As for the nominee "disqualifying" himself, the fact that Obama would pick a physician who agrees with the Obama administration on health issues doesn't seem terribly surprising. If Paul were to somehow derail Murthy, I have a strong hunch his replacement nominee would be pretty similar.
But it's the notion that the doctor shouldn't be confirmed because he wants to reduce gun violence that's especially odd.
Sy Mukherjee had a good piece on this.

... Paul is actually out of step with most physicians. The idea that gun violence is a danger to public health is utterly uncontroversial among doctors’ groups, academic institutions that focus on public health, and children’s safety advocates.

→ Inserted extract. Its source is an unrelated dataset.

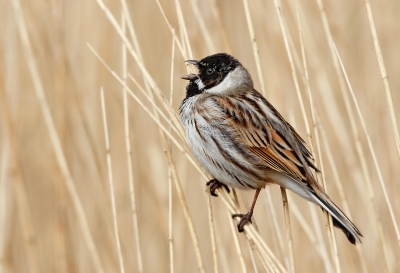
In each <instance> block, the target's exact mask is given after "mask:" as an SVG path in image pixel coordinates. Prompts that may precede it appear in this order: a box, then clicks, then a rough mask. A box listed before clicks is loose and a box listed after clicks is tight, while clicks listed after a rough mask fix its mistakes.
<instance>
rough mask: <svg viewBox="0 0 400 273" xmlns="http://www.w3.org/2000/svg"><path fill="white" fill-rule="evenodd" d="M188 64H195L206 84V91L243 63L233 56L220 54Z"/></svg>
mask: <svg viewBox="0 0 400 273" xmlns="http://www.w3.org/2000/svg"><path fill="white" fill-rule="evenodd" d="M186 62H187V63H190V64H194V65H196V66H197V68H198V69H199V74H198V75H197V76H198V77H199V78H200V80H201V82H202V83H203V84H204V87H205V89H210V88H212V87H214V86H216V85H217V84H219V83H220V82H222V81H223V79H224V78H225V77H226V76H227V75H228V74H229V72H231V71H233V70H235V68H236V67H237V66H239V65H241V63H240V62H239V61H238V60H236V59H235V58H234V57H232V56H231V55H228V54H226V53H218V54H214V55H211V56H208V57H205V58H203V59H201V60H200V61H195V60H188V61H186Z"/></svg>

Although Paul criticizes Murthy’s position that physicians and pediatricians should ask patients about the presence of guns in their households, the American Medical Association (AMA) adopted a resolution in 2011officially opposing any law that bars doctors from having open conversations about gun safety and the risks of having firearms in a household with their patients.In fact, just yesterday, the American Academy of Pediatrics (AAP) issued new guidelines recommending that households with children who are diagnosed with depression should remove guns and ammunition from their homes entirely.

If Paul continues to make this a major issue, the senator might want to comment on whether C. Everett Koop was qualified, too -- Koop's position on gun violence seems awfully similar to Murthy's.